As clinical experience with ACI expanded around the world, research continued to advance the surgical procedure and reduce unsatisfactory outcomes of technique-related complications. The incidence of 15% to 26% of patients with periosteal graft hypertrophy was noted to be reduced to less than 2.5% with use of a collagen membrane to contain the chondrocytes. As cell culturing methods progressed, the autologous chondrocytes were then able to be applied more uniformly into the collagen membrane and fixed to the bony bed to a defect with fibrin glue rather than employing tedious suturing. Further substantiation of the MACI technique (“third generation ACI”) came from the international multi-center prospective randomized study of matrix-applied autologous chondrocyte implantation (MACI) versus microfracture for defects with an average size of 4.8 cm 2 , which showed clinically significant improvement over microfracture at 2 years. Subsequent 5-year follow-up of the same cohort furthermore concluded that MACI-treated symptomatic cartilage knee lesions were clinically and significantly improved compared to microfracture. In 2016, the United States Federal Drug Administration (FDA) approved MACI (autologous cultured chondrocytes on porcine collagen membrane) for repair of symptomatic, single or multiple full-thickness cartilage defects of the knee, to include the femoral condyles, trochlea, patella and tibial plateau in adults.
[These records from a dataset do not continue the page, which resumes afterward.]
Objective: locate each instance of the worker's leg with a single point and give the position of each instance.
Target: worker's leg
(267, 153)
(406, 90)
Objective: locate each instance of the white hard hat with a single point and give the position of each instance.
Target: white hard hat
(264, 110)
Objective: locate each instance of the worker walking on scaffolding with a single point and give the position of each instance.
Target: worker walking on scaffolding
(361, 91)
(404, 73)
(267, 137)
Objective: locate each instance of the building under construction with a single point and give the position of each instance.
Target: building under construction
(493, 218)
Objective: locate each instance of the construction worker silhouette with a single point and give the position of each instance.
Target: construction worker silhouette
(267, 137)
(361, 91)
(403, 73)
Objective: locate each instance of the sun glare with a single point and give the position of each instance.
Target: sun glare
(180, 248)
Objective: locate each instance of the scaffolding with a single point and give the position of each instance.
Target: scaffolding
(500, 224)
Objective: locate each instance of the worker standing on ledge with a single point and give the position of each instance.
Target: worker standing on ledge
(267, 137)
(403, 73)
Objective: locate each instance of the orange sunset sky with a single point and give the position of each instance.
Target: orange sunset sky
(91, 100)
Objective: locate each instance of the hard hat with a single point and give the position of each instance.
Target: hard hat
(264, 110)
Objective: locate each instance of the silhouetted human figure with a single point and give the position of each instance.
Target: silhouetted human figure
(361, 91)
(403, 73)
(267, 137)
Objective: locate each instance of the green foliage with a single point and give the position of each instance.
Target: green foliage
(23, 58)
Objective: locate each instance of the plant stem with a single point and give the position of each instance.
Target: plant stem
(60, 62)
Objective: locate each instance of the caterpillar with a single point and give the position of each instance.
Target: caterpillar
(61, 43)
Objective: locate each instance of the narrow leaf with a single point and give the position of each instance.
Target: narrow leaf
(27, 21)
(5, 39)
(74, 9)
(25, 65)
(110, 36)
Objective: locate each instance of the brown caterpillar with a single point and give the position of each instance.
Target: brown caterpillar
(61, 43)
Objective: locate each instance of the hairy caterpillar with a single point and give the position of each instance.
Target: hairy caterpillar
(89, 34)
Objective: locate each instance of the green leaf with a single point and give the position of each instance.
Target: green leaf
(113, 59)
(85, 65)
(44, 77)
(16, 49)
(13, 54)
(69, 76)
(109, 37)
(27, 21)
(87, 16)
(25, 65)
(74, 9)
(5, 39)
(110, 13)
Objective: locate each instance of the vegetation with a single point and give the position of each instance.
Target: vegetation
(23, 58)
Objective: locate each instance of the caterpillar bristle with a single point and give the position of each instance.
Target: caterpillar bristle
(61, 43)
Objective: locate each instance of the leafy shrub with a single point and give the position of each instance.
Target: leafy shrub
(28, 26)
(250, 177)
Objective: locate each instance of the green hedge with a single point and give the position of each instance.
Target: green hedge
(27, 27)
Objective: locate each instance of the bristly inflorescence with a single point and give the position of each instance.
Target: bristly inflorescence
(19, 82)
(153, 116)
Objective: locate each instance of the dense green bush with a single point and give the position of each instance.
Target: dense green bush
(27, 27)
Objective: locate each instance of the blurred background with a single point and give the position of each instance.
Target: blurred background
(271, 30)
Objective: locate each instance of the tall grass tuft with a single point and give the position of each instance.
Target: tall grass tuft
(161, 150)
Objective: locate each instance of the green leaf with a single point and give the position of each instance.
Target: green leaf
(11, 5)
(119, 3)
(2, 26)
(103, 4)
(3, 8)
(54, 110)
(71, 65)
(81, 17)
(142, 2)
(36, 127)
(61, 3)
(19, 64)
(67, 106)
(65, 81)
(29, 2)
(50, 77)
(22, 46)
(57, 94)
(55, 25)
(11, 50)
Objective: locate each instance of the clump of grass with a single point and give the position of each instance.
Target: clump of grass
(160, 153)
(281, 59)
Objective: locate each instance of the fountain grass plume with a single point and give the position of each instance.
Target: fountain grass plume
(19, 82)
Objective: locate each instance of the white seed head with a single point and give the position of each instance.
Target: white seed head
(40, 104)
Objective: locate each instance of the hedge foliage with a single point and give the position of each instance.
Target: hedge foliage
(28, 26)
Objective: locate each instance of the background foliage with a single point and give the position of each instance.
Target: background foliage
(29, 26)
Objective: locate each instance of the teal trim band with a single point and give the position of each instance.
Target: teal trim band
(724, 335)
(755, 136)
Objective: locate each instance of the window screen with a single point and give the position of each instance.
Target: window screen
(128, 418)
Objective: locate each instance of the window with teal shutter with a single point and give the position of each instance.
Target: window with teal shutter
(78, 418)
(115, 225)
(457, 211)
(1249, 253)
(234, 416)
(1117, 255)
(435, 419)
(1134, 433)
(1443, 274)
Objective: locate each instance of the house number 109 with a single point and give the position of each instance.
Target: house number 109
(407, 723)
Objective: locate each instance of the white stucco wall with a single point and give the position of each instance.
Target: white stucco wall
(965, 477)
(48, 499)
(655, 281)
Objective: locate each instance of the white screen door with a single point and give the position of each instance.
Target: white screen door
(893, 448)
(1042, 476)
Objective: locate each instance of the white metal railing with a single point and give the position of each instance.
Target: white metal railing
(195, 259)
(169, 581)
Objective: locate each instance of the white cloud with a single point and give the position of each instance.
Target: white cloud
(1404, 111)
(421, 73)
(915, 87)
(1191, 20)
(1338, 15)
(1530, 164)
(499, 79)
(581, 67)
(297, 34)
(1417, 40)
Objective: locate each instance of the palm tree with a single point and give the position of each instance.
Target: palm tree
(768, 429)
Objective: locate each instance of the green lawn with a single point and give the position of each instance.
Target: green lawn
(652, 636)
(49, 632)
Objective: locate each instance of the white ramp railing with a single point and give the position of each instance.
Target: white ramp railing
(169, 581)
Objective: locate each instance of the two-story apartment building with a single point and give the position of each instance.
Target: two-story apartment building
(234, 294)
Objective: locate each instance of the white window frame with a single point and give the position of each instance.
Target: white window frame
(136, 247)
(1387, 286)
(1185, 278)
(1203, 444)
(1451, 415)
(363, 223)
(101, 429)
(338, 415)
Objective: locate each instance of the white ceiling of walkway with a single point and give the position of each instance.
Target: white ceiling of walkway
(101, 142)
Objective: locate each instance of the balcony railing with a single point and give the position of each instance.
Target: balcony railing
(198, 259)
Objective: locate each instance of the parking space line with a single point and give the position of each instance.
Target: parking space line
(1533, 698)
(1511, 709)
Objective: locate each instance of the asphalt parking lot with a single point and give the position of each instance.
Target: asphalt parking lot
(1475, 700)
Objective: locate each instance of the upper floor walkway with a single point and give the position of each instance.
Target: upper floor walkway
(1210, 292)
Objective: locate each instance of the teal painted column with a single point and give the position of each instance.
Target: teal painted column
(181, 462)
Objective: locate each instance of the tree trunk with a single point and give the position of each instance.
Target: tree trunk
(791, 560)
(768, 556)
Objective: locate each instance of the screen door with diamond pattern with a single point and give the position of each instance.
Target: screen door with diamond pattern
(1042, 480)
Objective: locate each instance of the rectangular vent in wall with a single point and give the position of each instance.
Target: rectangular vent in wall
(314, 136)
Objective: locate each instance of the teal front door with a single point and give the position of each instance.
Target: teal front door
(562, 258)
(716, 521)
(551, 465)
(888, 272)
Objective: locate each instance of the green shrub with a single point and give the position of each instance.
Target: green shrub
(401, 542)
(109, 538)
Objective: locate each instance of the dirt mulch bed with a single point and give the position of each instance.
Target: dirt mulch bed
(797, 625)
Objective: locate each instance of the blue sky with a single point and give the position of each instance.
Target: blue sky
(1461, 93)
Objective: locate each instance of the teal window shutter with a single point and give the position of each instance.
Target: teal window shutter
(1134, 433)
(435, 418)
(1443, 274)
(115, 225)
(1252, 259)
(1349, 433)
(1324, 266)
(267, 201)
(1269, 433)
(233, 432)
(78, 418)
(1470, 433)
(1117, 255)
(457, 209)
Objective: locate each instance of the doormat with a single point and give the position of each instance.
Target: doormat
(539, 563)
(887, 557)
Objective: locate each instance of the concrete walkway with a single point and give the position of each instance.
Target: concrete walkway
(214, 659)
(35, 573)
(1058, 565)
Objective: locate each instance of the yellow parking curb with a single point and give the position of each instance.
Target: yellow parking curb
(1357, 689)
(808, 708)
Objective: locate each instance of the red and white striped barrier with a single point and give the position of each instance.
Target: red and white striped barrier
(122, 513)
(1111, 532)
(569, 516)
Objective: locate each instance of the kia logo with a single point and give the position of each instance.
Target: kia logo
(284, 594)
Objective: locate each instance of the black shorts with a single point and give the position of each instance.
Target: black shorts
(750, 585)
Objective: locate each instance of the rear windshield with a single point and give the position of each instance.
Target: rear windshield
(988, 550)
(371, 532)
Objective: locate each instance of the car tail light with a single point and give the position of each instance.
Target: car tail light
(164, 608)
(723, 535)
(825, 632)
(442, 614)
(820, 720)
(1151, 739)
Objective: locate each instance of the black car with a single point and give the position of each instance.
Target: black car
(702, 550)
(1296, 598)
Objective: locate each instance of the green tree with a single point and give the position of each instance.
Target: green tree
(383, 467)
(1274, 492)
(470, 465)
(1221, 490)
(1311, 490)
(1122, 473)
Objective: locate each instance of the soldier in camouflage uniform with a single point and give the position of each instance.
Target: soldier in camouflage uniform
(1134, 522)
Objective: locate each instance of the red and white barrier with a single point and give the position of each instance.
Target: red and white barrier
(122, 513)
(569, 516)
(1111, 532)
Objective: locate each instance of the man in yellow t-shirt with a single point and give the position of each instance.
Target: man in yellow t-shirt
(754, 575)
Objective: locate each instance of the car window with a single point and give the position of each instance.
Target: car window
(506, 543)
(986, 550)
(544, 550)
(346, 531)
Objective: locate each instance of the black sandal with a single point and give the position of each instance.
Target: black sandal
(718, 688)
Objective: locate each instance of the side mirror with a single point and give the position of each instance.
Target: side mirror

Preoperative considerations

History and clinical presentation

A thorough history is the initial step in determining whether MACI is the appropriate treatment for a suspected chondral defect. Patients with femoral condylar lesions commonly have pain with weight bearing or increased loading, and mechanical symptoms such as catching, locking, or giving way, and intermittent swelling or effusion are also common complaints. Patients often localize a specific area of pain or tenderness as well. The presence of a patellofemoral defect will produce similar complaints as well as anterior knee pain, with symptoms exacerbated by stairs, prolonged seating (i.e., movie theater sign), getting into and out of a chair or car. Patellar maltracking or instability symptoms may also be present, so it is prudent to match the patient’s complaints to the location of the chondral defect and determine if symptoms are originating from the defect or another coexisting pathology. Finally, individual patient characteristics must be considered during evaluation and treatment planning, and these may include age, body mass index (BMI), concomitant knee pathology, smoking, compliance, and functional expectations. With known chondral defects, additional information is frequently available through previous operative reports, clinical documentation, and intraoperative images. This will yield valuable information regarding the size, location, and number of defects present within the knee, and these factors must be considered to assess suitability of the defect for MACI.

Physical examination

Physical examination is helpful to correlate the patient’s presenting symptoms with the corresponding location of the chondral or osteochondral defect. A thorough assessment of the knee can quickly establish the presence of an effusion, particularly with ballottement of the suprapatellar pouch, and focal tenderness of the tibiofemoral or patellofemoral joint line. Range of motion deficits should be identified, and ligamentous stability, provocative meniscal findings, and dynamic patellofemoral maltracking are evaluated. Basic observation of gait and scrutiny of both coronal plane and rotation malalignment should be conducted, as this may also offer relevant information about the patient’s level of function.